As soon as it is observed that users use channels to persist more than a couple of values. 

RCHAIN-940 - Getting issue details... STATUS

It was also observed during the initial vault demo when one channel was used as a logging channel.

Bind Patterns for continuations

This reorganization also relates to https://rchain.atlassian.net/projects/RCHAIN/issues/RCHAIN-1851

In short - returning a continuation differs from returning of a datum in that the continuation needs to match on a "bind pattern" besides the channel.

With the assumption that a given channel contains more than one continuation - it would make sense to be able to fetch only the patterns and return only the chosen matching continuation.

This fits pretty well with the notion of storing the contents of a channel as a list of pointers do bytes plus metadata (random part, bind pattern).

Hot Store Changes

During checkpoint, RSpace requests a list of changes from the HotStore.

The preferred way of interacting with the Hot Store is to have consumes and produces cancel out as much as possible. This means that if a channel is populated in a given deploy - it should be ideally consumed in the same deploy. This way no data will be persisted. This, of course, is not possible in real-life cases but it should be a rule of thumb for coding Rholang to keep Cold Store as lean as possible.
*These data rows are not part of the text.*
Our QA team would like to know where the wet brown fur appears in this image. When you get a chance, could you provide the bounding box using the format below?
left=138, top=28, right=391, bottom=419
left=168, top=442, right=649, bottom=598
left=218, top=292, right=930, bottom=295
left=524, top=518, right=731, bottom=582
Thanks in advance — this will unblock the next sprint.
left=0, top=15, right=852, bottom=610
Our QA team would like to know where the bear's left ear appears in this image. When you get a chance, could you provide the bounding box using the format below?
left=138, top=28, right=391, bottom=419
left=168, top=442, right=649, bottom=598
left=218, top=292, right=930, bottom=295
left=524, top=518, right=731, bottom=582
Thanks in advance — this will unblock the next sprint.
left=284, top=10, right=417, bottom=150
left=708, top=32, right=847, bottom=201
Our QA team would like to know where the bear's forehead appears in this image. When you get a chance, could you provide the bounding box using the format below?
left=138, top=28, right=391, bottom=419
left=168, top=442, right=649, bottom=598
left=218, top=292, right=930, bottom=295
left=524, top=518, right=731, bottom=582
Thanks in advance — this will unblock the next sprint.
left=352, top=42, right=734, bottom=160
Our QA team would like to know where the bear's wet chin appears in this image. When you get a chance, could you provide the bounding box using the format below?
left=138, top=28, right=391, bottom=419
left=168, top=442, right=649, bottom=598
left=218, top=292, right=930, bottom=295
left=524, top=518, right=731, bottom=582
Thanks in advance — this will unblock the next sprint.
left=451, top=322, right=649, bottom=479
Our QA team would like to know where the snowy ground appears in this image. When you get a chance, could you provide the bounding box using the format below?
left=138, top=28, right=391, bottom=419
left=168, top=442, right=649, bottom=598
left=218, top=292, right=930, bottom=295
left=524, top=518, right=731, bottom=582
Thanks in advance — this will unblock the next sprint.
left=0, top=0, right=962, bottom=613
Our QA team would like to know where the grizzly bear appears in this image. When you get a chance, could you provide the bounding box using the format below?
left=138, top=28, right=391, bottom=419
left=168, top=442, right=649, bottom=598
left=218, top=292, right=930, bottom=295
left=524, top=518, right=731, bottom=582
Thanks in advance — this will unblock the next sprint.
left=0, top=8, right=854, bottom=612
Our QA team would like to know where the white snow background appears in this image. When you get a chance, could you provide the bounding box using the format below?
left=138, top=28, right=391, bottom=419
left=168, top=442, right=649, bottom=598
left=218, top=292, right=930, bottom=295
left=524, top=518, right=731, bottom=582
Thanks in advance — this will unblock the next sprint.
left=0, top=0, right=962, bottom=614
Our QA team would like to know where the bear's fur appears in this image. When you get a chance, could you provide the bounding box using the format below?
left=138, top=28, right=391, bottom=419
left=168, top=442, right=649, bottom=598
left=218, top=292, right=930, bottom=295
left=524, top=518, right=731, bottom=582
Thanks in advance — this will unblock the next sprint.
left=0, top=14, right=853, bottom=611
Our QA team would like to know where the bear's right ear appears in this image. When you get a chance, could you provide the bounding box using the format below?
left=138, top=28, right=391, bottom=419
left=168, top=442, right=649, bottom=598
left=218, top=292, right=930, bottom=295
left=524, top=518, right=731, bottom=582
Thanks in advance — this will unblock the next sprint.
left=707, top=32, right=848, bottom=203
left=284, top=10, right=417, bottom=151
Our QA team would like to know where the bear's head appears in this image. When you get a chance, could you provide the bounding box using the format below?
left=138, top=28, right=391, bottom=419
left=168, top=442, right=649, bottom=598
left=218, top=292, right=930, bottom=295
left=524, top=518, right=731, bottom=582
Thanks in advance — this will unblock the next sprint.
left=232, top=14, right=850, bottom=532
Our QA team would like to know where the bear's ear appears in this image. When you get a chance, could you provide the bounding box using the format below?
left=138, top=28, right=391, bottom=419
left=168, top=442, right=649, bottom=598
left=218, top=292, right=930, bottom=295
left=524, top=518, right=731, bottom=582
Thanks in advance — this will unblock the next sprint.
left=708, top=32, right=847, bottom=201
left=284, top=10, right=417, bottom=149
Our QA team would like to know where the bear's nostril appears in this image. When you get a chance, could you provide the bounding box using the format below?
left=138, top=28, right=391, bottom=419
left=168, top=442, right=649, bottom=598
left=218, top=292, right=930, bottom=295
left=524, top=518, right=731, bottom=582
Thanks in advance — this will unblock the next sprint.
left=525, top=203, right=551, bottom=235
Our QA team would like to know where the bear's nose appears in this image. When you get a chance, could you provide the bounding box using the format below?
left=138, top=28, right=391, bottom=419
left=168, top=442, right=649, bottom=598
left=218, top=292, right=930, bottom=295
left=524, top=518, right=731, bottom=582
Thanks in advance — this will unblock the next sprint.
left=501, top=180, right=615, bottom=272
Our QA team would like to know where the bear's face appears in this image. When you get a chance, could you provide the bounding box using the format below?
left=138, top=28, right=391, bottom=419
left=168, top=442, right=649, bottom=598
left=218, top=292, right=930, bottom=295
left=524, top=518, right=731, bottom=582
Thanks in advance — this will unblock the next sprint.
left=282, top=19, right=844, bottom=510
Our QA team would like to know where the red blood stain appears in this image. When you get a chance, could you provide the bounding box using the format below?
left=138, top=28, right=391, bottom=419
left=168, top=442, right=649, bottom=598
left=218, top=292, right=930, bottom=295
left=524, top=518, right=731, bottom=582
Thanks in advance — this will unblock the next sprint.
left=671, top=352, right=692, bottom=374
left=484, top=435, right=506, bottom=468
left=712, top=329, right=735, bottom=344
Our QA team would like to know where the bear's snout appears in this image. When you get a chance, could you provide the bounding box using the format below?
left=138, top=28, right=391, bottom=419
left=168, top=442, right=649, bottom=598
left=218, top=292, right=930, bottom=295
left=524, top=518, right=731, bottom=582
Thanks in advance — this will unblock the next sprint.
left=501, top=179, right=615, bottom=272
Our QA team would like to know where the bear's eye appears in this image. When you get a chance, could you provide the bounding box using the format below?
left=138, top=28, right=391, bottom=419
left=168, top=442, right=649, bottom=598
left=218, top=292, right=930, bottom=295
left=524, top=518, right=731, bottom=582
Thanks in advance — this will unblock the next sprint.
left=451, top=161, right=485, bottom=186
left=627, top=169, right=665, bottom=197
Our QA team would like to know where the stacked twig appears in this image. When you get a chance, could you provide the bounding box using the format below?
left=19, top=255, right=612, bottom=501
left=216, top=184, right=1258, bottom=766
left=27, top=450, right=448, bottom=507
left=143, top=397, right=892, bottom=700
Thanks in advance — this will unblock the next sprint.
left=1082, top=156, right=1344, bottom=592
Currently, Hot Store is unable to distinguish between a value that was created and removed and a value that was fetched from the Cold Store and removed.

Optimization of the creation of the changes list would be to track such values and never pass them to the Cold Store - this way fetching of the internal representation of the state to check if a key actually exists can be omitted.

Finalization

The process of finalization is not automatic and no mechanisms around requesting and discovering finalization were introduced.

Essentially this means that finalization is not part of the system. It is possible to trigger finalization manually and get the current value of it but:

  • manual finalization means that if the chain is big enough requesting finalization will stall a node (vector of attack)
  • finalized blocks will not be automatically discovered, therefore they will not speed up the system
  • the threshold is node-specific, which means this can be abused (e.g. threshold of -1.0)

RholangCLI

It would be beneficial to allow the RholangCLI to set its "tip" to an existing block hash.

This can be achieved similarly to how ReportingCasper manipulates the state of RSpace and the HotStore.

The gain would be that a user could run rholang against some relevant state.